Le premier titre, je l'ai déjà entendu. Je ne sais plus ni quand ni où. Sûrement à l'époque où, en pleine exploration des territoires folks, je faisais escale sur chaque étoile de la galaxie Dylan. La voix est douce et, à moins qu'elle ne soit britannique, est probablement celle d'un américain. On dirait un traditionnel. Une rengaine vieille comme le Nouveau Monde. Des accords familiers. Deux minutes mélancolico—acoustique comme je les aime. En m'envoyant ça, quelqu'un a voulu me caresser dans le sens du poil. Ce n'est pas Townes Van Zandt. Ce n'est pas Tom Rush. Ce n'est pas Blaze Foley. Ca pourrait. Mais ce serait trop facile. Ma mémoire patine dans la semoule et je tente de la mettre en veilleuse pour profiter de la beauté du morceau — ce qui est vain car c'est la mémoire qui dicte l'appréciation artistique à l'aide de repères, de souvenirs et d'émotions enfouies.

Le deuxième titre me conforte dans l'idée qu'on a affaire à de la musique américaine.

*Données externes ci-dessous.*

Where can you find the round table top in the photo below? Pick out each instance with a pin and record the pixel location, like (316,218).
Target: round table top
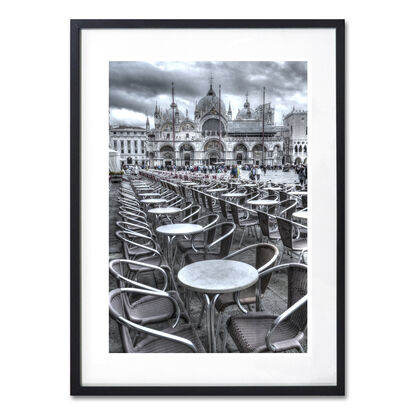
(222,189)
(165,211)
(218,276)
(302,214)
(153,200)
(263,202)
(179,229)
(234,194)
(149,194)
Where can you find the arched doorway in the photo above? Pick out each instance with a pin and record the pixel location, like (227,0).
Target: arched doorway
(167,155)
(213,152)
(258,154)
(186,154)
(240,153)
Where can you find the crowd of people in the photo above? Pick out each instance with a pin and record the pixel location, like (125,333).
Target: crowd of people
(234,170)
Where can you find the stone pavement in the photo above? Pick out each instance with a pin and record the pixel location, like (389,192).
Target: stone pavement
(275,299)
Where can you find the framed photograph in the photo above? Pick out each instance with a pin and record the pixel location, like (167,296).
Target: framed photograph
(207,207)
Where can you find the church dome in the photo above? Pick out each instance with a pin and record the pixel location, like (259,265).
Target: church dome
(210,104)
(167,115)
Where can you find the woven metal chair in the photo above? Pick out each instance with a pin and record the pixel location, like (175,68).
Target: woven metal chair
(176,339)
(266,256)
(200,239)
(244,224)
(287,229)
(217,249)
(259,332)
(269,232)
(145,309)
(136,251)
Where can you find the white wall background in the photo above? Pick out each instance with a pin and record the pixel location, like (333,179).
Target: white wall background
(34,100)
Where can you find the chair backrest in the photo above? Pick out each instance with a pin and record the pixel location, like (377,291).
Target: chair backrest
(223,209)
(116,309)
(263,219)
(287,208)
(224,237)
(297,288)
(120,270)
(283,196)
(210,203)
(203,198)
(285,228)
(235,213)
(191,213)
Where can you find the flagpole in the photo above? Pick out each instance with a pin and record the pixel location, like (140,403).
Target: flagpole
(263,124)
(174,129)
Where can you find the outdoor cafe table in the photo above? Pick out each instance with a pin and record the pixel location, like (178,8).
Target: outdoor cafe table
(149,194)
(166,211)
(273,188)
(302,214)
(234,195)
(153,201)
(173,230)
(263,202)
(222,189)
(213,278)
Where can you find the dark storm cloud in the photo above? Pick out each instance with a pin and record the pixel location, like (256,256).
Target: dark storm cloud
(135,87)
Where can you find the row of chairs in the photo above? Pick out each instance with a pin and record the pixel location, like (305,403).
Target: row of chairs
(158,298)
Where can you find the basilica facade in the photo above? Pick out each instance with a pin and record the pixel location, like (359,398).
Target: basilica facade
(214,136)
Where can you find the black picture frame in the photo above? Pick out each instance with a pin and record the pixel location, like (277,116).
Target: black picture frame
(76,387)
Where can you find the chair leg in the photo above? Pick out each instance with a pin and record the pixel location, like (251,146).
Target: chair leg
(242,237)
(199,322)
(225,340)
(218,326)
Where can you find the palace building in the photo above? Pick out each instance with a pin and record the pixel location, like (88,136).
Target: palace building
(213,136)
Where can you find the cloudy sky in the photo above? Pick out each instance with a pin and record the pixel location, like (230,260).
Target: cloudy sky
(135,87)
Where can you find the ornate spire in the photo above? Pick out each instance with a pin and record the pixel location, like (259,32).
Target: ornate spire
(211,92)
(246,105)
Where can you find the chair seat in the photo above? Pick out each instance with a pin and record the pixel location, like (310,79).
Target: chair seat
(274,234)
(185,244)
(152,260)
(136,250)
(299,244)
(192,257)
(150,309)
(157,345)
(248,222)
(246,296)
(248,333)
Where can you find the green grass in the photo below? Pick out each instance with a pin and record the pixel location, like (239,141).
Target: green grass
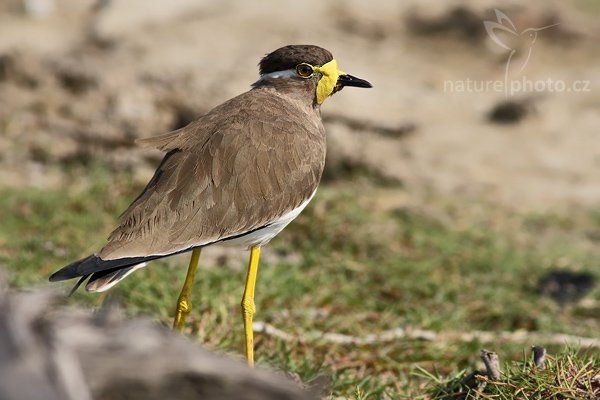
(568,375)
(360,269)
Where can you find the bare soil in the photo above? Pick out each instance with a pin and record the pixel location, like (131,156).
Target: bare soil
(81,80)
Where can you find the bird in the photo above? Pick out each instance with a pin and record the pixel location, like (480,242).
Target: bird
(237,175)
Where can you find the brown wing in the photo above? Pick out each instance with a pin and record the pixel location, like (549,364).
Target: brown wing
(236,169)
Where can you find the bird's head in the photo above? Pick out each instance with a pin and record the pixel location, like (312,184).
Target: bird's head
(306,70)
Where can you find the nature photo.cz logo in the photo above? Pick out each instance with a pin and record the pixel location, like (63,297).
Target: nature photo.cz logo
(519,46)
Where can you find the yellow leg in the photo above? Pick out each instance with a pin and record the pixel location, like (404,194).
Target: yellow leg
(184,304)
(248,306)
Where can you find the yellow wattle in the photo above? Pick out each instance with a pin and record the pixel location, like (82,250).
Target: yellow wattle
(331,73)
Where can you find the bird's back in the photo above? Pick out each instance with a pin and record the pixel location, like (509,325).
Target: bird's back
(234,170)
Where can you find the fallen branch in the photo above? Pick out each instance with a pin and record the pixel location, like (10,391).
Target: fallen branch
(420,334)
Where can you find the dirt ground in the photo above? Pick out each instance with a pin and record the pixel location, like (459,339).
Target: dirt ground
(81,79)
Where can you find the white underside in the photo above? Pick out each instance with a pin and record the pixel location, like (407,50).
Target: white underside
(262,236)
(259,237)
(98,289)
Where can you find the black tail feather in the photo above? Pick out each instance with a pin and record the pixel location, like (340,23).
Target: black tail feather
(93,263)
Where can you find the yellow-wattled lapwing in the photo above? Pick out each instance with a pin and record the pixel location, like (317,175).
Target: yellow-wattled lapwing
(237,175)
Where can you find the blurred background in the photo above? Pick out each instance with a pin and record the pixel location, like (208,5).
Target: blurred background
(462,192)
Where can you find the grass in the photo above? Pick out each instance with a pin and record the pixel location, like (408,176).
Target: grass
(360,268)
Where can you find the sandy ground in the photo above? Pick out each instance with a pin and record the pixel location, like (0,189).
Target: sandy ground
(80,80)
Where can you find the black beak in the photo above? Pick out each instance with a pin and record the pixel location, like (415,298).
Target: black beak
(349,80)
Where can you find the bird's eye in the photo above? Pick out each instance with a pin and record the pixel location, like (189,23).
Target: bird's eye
(304,70)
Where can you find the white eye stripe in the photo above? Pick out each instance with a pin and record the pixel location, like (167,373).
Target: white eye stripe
(287,73)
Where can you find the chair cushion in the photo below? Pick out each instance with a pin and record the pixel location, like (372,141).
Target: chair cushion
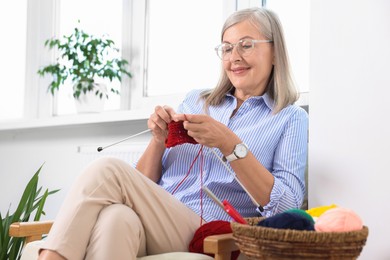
(30,252)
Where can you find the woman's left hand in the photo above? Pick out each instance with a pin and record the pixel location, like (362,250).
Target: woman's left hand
(209,132)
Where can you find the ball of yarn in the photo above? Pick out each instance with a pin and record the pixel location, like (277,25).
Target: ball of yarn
(318,211)
(216,227)
(302,213)
(288,220)
(338,220)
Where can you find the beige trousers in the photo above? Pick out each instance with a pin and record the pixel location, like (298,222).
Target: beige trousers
(114,212)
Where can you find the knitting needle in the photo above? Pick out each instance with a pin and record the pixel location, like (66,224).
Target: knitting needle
(226,206)
(99,149)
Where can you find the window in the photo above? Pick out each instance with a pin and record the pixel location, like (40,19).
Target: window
(12,66)
(180,45)
(170,46)
(96,17)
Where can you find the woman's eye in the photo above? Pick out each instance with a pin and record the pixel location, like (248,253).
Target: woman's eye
(227,49)
(246,45)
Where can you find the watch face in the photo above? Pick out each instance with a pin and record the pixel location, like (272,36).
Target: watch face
(241,150)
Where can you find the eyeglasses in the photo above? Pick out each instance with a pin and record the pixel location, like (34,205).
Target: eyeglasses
(244,48)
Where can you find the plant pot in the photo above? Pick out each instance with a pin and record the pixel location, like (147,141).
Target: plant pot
(90,102)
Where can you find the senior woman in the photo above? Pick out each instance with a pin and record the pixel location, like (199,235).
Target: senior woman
(119,211)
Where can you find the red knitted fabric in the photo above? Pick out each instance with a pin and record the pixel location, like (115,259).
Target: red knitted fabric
(177,135)
(216,227)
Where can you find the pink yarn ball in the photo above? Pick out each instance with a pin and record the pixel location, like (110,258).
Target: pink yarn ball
(338,220)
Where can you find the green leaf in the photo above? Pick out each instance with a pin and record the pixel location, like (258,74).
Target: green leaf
(31,200)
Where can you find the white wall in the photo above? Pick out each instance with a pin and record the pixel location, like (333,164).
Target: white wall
(22,152)
(349,113)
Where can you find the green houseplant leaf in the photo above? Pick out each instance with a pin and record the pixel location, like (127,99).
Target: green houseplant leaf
(31,202)
(84,59)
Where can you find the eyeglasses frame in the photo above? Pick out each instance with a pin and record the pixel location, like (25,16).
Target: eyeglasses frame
(235,44)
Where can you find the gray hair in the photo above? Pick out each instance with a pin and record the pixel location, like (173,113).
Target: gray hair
(281,87)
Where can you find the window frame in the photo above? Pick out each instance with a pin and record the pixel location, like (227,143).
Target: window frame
(43,17)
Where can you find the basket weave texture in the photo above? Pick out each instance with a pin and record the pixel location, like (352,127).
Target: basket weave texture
(258,242)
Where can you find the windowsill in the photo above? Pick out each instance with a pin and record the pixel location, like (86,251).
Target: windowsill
(93,118)
(75,120)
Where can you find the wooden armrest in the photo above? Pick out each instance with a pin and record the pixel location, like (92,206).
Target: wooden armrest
(31,230)
(220,245)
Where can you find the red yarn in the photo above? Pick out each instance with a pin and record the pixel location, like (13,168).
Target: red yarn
(216,227)
(178,135)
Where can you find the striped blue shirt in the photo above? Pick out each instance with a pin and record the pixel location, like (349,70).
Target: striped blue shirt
(278,141)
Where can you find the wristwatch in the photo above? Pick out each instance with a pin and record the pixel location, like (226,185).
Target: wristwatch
(239,152)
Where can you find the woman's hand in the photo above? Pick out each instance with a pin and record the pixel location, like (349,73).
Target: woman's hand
(209,132)
(158,122)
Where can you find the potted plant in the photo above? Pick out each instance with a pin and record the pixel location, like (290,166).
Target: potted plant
(86,60)
(31,204)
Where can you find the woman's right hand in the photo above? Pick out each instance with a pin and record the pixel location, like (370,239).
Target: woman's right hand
(158,122)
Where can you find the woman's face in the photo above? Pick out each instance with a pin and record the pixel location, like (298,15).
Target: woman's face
(249,74)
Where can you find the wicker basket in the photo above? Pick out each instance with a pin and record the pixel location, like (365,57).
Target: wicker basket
(258,242)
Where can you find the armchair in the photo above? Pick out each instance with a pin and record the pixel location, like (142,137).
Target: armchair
(219,245)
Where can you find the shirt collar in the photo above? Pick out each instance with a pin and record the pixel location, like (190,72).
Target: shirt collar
(269,102)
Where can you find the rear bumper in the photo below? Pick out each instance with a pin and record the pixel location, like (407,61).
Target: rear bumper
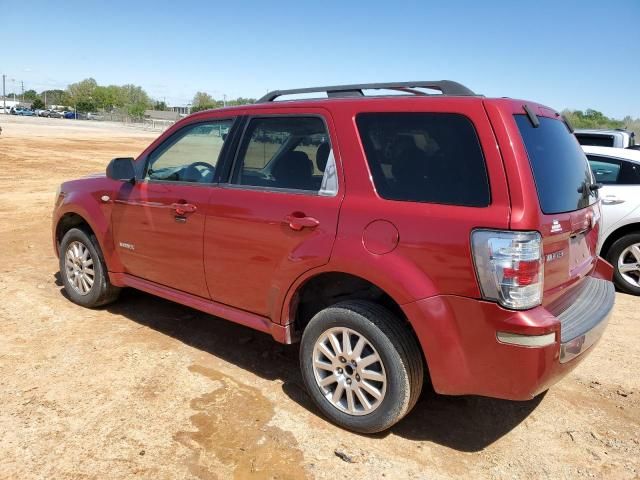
(477,347)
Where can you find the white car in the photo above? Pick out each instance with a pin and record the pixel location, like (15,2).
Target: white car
(618,171)
(618,138)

Après une première moitié instrumentale orageuse, le chanteur revient avec un orchestre mariachi pour dire au revoir à Cheyenne. La ville ou l'amoureuse ? C'est poignant en tout cas. Et ça ressemble de plus en plus à la bande originale d'un western.

Le troisième titre est celui que je préfère. La sérénade sincère d'un romantique plein de doutes. Des accords aussi soignés que discrets. Et cette voix que je connais. Forcément.

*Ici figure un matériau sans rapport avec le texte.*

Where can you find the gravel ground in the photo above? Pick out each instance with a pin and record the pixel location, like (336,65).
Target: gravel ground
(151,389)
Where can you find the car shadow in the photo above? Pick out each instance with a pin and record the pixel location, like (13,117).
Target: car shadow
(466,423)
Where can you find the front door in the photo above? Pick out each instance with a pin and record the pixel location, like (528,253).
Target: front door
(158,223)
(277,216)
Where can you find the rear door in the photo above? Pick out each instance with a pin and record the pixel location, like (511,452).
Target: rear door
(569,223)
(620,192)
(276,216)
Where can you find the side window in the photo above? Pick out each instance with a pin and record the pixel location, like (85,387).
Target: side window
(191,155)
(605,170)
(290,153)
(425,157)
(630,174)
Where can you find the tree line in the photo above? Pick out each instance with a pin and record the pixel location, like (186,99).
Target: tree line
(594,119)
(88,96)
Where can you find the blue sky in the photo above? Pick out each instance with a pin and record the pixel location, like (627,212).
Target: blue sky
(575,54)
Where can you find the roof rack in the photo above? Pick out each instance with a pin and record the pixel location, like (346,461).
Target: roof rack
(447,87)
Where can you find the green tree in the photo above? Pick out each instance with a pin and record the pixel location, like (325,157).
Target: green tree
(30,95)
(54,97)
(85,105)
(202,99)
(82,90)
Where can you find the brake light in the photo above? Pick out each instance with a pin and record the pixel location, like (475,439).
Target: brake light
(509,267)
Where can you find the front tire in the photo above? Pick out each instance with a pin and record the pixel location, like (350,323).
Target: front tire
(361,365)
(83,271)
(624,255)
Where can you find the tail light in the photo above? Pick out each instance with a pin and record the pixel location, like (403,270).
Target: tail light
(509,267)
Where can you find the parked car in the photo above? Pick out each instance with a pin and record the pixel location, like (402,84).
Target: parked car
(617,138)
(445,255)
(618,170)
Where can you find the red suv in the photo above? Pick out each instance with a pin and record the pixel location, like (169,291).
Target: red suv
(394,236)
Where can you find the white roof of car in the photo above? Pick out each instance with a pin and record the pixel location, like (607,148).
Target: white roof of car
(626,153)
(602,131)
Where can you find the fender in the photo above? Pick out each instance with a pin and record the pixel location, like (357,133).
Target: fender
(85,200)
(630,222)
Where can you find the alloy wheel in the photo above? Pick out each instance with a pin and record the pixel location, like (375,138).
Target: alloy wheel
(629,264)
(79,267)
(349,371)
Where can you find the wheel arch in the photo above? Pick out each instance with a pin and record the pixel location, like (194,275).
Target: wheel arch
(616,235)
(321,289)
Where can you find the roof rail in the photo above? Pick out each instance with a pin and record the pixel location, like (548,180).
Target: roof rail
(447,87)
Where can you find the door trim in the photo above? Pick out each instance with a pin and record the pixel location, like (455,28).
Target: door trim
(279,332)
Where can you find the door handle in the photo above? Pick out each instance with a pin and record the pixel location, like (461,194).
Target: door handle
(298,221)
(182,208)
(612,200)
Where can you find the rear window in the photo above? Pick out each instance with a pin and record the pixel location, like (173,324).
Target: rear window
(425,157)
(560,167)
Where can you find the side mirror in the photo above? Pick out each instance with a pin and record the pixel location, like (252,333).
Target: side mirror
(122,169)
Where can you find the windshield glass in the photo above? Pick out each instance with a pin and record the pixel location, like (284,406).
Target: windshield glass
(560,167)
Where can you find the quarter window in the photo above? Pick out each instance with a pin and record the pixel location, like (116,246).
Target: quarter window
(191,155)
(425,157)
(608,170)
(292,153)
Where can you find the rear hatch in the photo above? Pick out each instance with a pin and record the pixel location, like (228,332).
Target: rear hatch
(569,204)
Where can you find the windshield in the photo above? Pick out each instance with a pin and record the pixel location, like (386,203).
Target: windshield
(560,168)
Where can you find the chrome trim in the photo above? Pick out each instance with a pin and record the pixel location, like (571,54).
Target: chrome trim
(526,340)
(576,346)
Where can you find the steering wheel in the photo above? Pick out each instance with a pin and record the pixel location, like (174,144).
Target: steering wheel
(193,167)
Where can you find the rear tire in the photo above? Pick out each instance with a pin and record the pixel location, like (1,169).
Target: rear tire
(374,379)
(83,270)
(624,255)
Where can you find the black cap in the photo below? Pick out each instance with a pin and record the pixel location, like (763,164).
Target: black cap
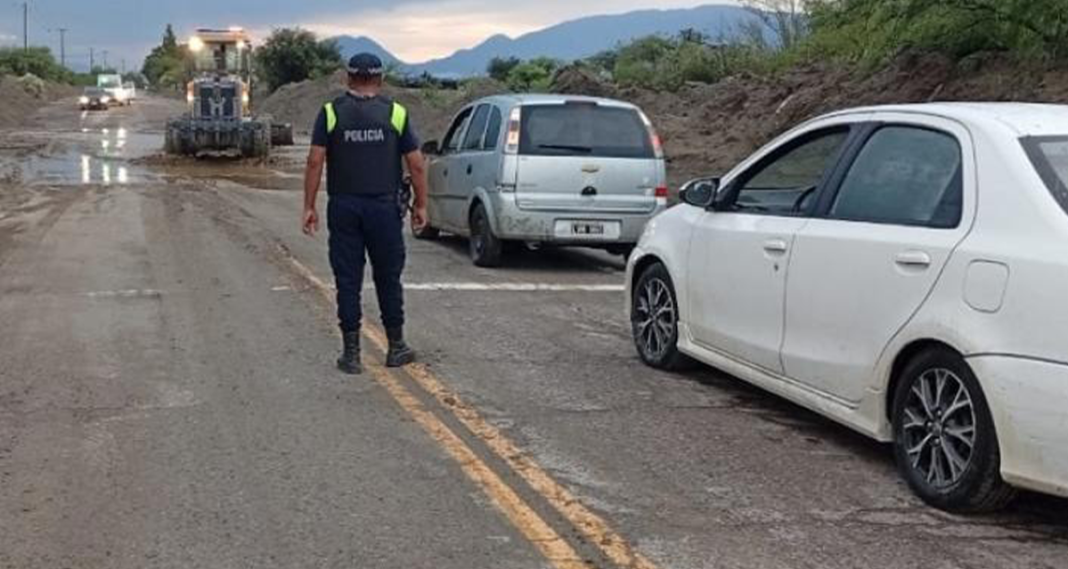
(365,65)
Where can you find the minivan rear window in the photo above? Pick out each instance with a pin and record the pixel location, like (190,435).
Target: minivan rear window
(583,129)
(1050,157)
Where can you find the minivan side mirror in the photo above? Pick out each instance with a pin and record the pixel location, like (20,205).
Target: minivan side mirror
(700,192)
(432,148)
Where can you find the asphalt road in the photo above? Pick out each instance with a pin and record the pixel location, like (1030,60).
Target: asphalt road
(168,399)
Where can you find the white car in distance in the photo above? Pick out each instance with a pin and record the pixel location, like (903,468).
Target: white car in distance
(898,269)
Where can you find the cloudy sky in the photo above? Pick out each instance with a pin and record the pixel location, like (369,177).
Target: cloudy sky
(415,30)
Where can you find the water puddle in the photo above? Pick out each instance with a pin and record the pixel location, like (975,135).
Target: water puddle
(99,156)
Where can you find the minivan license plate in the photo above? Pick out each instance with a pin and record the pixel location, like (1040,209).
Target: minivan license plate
(587,228)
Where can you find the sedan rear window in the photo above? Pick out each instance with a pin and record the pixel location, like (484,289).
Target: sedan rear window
(584,129)
(1050,157)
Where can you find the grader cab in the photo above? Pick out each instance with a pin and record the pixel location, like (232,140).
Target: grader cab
(220,120)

Sauf que, dès le quatrième titre, je ne la (re)connais plus. C'est comme si elle avait pris un coup de vieux. Et elle est accompagnée. Comme si cet album n'était pas vraiment un album mais plutôt une collection de chansons. Un best-of ? Même la production a évolué. Il y a un écho. Celui des concerts improvisés sur la scène étroite d'un café-concert.

Je parlais de Dylan plus haut — je parle toujours de Dylan — et comme Dylan, ce type — à moins qu'il ne s'agisse de plusieurs types — a une voix caméléon. Sur le cinquième titre, elle rajeunit, se fait plus arrogante, plus malicieuse. Elle ressemble à celle de Jonathan Richman qui ressemble à celle de Lou Reed. C'est peut-être son association avec un riff gentiment crade et saccadé. C'est peut-être le texte d'adolescent rêveur. Je suis perdu. Incapable de me rattacher à un genre, une décennie ou un mouvement. Si j'apprends qu'il s'agit de la rétrospective d'un vieux songwriter, je ne serais pas surpris. Si j'apprends qu'il s'agit d'un petit génie folk égaré dans les nineties, je ne serais pas surpris. Je suis perdu et je suis surpris.

Sur le sixième titre, la voix est similaire mais elle est désormais entourée de cuivres et d'un piano. C'est Van Morrison bourré en escale à la Nouvelle-Orléans. "Nobody wants a lonely heart...". C'est superbe. C'est le titre que je préfère. Jusqu'à ce que j'entende le septième titre qui est celui que je préfère. La personne qui a choisi ça me connait intimement et sait exactement ce dont j'ai besoin. C'est flippant.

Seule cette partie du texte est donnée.